ValueError: Shapes are not compatible when training transition model after autoencoder trained

chqsark commented 8 years ago

Hi,

I trained the autoencoder successfully. However, when I was doing followup steps in training the transition model, I had the problem below.

Thanks a lot for any help!

BTW, I didn't change any code.

chqsark commented 8 years ago

can someone take a look? thanks!

lxgen commented 8 years ago

Have you solved the problem? I have the same problem as you.

EderSantana commented 8 years ago

this is weird, see that you have two outputs with shape (?, 64, 512) and (9, 2, 512). They should be (64, 5, 512) and (64, 9, 512). But K.rnn is messing the shapes up. I'll check what is going on.

In case you want to investigate as well, here is where the bug should be happening https://github.com/commaai/research/blob/master/models/layers.py#L359-L374

What is your keras version by the way?

EderSantana commented 8 years ago

So, for the now the only place that I see could be cause this problem is the consume_less RNN parameter in Keras. Try changing https://github.com/commaai/research/blob/master/models/transition.py#L41-L42 to:

model.add(DreamyRNN(output_dim=z_dim, output_length=out_leng-1, return_sequences=True,
                    activation="tanh", consume_less="not_cpu", batch_input_shape=(batch_size, time, z_dim)))

Unfortunately I can't reproduce your bug right now. But I'll give you more information as soon as I get an opportunity.

chqsark commented 8 years ago

@EderSantana Thanks a lot for the response. I've tried keras 1.0.6 and 1.0.8, tensorflow 0.9, and 0.10. All gave the same error. I still got the error after changing transition.py as you suggested.

I realized that comma.ai has a fork of keras. Should I use that instead of the original one? Or any specific branch of keras?
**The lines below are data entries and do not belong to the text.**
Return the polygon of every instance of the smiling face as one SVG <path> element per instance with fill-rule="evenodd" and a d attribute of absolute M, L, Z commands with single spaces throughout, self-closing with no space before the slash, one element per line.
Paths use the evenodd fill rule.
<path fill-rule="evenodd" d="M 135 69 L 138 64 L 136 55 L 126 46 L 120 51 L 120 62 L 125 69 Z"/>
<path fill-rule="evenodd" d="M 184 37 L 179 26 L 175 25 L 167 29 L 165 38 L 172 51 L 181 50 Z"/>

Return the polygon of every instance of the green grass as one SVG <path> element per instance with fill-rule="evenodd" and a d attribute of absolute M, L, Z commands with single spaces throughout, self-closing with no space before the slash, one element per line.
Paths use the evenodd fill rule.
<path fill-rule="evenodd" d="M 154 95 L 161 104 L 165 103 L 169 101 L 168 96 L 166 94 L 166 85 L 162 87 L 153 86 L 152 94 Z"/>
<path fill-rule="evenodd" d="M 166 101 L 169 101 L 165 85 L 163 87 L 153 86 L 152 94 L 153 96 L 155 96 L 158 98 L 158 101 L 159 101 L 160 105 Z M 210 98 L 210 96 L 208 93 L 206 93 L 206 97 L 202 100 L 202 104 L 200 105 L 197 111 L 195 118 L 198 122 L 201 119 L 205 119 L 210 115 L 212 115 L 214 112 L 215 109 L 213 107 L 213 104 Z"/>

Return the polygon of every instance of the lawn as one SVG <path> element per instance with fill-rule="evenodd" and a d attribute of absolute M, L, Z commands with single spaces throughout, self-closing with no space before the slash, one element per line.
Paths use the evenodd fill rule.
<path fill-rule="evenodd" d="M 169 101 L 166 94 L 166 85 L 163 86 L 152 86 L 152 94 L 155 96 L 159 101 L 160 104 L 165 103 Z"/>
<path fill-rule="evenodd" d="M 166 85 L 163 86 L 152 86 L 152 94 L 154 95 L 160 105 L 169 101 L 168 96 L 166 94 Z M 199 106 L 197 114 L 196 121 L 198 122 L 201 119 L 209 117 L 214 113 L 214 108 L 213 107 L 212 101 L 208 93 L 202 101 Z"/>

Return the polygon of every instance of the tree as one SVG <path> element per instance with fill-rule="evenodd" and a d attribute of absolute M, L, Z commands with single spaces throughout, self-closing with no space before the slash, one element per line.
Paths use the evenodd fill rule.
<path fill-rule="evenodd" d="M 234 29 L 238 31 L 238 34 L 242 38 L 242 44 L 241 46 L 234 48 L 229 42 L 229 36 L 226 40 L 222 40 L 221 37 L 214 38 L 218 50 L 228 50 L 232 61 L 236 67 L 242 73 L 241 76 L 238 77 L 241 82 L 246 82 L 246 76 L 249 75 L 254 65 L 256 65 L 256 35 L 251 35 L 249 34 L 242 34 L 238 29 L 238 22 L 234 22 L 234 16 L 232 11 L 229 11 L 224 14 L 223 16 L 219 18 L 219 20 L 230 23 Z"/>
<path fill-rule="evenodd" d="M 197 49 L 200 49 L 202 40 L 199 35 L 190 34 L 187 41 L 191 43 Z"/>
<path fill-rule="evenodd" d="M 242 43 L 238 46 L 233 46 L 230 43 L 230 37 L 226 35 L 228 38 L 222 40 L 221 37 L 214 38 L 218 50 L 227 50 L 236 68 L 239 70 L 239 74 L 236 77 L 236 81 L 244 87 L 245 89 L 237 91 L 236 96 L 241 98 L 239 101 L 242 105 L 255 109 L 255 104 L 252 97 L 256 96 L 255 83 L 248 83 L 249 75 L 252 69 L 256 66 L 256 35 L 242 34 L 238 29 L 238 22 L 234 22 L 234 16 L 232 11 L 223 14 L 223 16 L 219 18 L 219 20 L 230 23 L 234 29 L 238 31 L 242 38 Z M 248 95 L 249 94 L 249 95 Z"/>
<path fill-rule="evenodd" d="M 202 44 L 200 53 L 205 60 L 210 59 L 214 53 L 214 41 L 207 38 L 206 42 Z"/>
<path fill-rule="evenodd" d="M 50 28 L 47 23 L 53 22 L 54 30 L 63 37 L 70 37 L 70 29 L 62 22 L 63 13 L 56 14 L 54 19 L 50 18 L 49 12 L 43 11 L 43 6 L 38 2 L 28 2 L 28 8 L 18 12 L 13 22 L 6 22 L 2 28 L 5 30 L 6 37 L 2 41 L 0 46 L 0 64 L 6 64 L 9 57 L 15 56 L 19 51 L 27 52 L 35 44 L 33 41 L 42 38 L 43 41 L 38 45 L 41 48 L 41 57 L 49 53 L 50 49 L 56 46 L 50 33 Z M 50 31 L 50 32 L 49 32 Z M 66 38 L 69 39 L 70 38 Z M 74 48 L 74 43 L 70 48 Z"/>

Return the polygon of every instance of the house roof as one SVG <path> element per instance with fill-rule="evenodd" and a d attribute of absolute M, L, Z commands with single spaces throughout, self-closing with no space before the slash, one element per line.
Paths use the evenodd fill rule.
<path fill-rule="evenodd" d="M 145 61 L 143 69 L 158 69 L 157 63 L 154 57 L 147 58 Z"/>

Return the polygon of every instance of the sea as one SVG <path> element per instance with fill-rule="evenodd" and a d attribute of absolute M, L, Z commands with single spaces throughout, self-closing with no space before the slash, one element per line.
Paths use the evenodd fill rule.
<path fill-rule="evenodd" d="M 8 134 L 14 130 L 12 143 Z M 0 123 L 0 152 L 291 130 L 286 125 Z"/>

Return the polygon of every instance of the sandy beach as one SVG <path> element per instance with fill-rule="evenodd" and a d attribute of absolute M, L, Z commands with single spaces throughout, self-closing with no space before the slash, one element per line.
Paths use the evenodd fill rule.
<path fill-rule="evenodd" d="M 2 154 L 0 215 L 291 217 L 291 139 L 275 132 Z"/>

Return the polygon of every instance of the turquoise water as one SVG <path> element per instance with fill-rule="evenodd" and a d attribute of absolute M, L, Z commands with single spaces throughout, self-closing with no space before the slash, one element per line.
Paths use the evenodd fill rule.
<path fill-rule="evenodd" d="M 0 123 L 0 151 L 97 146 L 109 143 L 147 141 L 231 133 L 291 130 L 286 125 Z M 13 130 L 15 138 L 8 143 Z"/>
EderSantana commented 8 years ago

no I tried this code on Keras public release. I think the problem is with the recurrent layer consume_less parameter. But I can't test it right now :(

chqsark commented 8 years ago

I just tried 'cpu', 'gpu', 'mem' for consume_less parameter. No luck :(

My server.py output is like this guan.wang@Z440SJ-243:~/ml/comma/research$ ./server.py --time 60 --batch 64 INFO:main:server started INFO:dask_generator:Loading 9 hdf5 buckets. x 52722 | t 263583 | f 52722 x 58993 | t 294919 | f 58993 x 19731 | t 98719 | f 19731 x 56166 | t 280785 | f 56166 x 25865 | t 129344 | f 25865 x 85296 | t 426596 | f 85296 x 78463 | t 392182 | f 78463 x 30538 | t 152650 | f 30538 x 51691 | t 258571 | f 51691 training on 436627/459465 examples INFO:dask_generator:camera files 9 4296.05 ms X (64, 60, 3, 160, 320) angle (64, 60, 1) speed (64, 60, 1)

EderSantana commented 8 years ago

@chqsark thanks for the information. I'll continue investigating.

kamal94 commented 8 years ago

Suffering the same problem. Any thoughts?

lxgen commented 8 years ago

I have solved the problem by changing the Keras version from 1.0.8 to 1.0.6.

chqsark commented 8 years ago

I also solved it by completely removing keras and install the 1.0.6 version. Previously I tried virtualenv for 1.0.6 and it didn't work. Maybe my package system messed it up. Now it started running. Just the server side generates the following periodically.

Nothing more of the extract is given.